Nominally, the court only rejected a facial challenge to the law - a challenge that it is so clearly unconstitutional that it can't be enforced. The majority opinion briefly claims to leave open the avenue of a future challenge in relation to a specific case. The bulk of the opinion, however, makes it clear that such a challenge would likely fail. By accepting Congress' clearly false blanket statement that intact dilation & extraction is "always" less safe than partial dilation & extraction, the majority opinion makes it clear that they are reasoning from effect to cause - they have a result that they want, and they are willing to twist the reasoning to support that result. Would they reverse that twisted reasoning just because a clearly forseeable case came up? It seems far more likely they would simply reject the relevant precedents outright - or simply do any further twisting that was necessary.

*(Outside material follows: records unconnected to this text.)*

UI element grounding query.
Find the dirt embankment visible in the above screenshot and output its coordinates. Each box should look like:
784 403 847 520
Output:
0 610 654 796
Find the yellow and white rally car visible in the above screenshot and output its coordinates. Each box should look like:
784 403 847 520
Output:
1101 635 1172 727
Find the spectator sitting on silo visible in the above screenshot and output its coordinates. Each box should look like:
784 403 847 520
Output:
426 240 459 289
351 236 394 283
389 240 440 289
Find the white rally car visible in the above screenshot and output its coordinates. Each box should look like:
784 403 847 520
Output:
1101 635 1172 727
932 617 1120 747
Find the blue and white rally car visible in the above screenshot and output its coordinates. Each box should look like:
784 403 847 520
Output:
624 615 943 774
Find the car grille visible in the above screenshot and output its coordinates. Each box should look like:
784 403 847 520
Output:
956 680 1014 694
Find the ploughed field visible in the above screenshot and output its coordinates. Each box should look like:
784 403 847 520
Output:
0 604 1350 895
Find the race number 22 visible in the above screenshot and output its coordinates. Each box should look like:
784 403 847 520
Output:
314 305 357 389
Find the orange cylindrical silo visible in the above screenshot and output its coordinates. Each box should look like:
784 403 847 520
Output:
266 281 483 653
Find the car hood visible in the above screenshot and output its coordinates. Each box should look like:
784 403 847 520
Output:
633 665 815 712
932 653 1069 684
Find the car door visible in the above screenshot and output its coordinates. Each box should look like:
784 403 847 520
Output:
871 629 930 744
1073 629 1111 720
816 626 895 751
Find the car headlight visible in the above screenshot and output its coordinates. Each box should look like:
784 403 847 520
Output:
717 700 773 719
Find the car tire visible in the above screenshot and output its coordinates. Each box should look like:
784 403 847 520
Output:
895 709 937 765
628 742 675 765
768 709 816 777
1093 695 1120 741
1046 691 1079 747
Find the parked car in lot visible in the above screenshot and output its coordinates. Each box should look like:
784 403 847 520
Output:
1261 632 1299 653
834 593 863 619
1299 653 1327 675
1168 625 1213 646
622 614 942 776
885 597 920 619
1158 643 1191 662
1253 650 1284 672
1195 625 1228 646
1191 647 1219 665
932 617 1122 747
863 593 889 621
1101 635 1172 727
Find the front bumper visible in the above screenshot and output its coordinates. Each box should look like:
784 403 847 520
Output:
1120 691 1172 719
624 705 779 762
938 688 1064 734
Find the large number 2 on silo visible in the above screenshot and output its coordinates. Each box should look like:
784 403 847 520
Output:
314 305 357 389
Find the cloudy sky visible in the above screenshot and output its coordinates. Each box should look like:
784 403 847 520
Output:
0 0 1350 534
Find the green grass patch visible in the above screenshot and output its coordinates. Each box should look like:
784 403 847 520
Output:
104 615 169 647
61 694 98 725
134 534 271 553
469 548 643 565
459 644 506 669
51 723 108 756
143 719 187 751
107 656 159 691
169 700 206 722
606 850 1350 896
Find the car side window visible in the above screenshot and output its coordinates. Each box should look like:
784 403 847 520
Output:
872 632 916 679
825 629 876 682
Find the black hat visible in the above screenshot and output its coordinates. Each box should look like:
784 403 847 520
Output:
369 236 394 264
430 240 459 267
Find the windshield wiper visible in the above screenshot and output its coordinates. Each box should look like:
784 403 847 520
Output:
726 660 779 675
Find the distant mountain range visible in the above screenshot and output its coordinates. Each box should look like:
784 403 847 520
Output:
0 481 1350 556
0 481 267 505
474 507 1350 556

The minority isn't clean on this one, though. They spend much too much time railing at wording that isn't even prominent in the majority opinion, and not enough on logic and the facts, where their case is much stronger. Indeed, the opinion is reminiscent of Rehnquist's abortion dissents on the other side - and those opinions were among the few where Rehnquist departed from a logical approach.
Perhaps the most important opinion is the concurrence of Thomas and Scalia. Well, it would be important if anyone paid attention to it. It notes that no objection was made to the law on the basis of the Commerce Clause, and strongly hints that these two justices would be willing to reject it on the basis that it exceeds Congress' Commerce Clause powers. Unfortunately, this opinion will likely be ignored; conservative politicians will ignore it because they don't want another challenge to the law, and liberal politicians will ignore it because they want to maintain the present interpretation of the Commerce Clause which allows virtually unlimited Federal power.